– Он хороший человек, Эйли?
Эйлиш кивнула:
– Хороший.
– Впрочем, если ты вышла за него, он наверняка хороший, я так думаю, – сказала мать.
Говорила она мягко, негромко, успокоительно, однако Эйлиш по глазам ее видела, какие усилия мать прилагает, чтобы не выдать своих настоящих чувств.
– Я должна вернуться, – сказала Эйлиш. – Должна уехать завтра утром.
– И ты столько времени скрывала это от меня? – спросила мать.
– Прости, мама.
Эйлиш снова заплакала.
– Ты вышла за него не потому, что тебе пришлось? Не потому, что попала в беду?
– Нет.
– И еще скажи мне: не будь ты замужем, ты все равно вернулась бы туда?
– Я не знаю, – ответила Эйлиш.
– Значит, утром тебе нужно сесть в поезд, – сказала мать.
– Да, доеду до Рослэра, а оттуда до Корка.
– Я схожу к Джо Демпси, договорюсь, чтобы он подвез тебя поутру. Попрошу его приехать к восьми, так у тебя будет побольше времени до поезда. – Она замолчала, и Эйлиш увидела, что лицо матери стало вдруг страшно усталым. – А потом лягу, я что-то совсем обессилела, так что утром мы не увидимся. Поэтому я прощаюсь с тобой сейчас.
– Но время еще такое раннее, – сказала Эйлиш.

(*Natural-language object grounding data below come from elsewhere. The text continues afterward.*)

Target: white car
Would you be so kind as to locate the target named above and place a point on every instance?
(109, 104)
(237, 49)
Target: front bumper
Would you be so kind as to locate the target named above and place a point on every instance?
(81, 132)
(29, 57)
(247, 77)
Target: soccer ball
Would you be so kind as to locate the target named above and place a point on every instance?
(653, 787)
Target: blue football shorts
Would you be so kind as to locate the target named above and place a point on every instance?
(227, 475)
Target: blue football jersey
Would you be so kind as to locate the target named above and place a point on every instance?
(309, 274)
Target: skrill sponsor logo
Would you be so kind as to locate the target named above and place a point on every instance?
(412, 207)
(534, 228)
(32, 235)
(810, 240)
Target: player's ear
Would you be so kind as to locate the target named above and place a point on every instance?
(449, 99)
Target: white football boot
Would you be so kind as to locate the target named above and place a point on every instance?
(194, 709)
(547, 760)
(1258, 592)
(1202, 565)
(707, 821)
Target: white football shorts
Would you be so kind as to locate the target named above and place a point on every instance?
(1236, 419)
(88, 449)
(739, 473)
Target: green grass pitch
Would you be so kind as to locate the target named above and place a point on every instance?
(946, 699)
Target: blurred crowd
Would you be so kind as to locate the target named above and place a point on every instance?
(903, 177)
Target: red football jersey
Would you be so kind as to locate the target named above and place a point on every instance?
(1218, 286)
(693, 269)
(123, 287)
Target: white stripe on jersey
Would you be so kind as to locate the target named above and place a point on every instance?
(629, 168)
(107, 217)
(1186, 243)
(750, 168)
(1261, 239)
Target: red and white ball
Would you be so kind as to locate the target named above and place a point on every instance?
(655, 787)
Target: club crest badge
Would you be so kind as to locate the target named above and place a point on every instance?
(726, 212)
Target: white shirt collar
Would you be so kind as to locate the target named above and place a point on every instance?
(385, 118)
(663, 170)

– Я предпочитаю попрощаться сейчас, и только один раз. – В голосе матери проступила непреклонность.
Она подошла к Эйлиш, та встала, мать обняла ее:
– Перестань плакать, Эйли. Если ты решила выйти за кого-то, значит, он человек очень хороший, добрый и ни на кого не похожий. Ведь он такой?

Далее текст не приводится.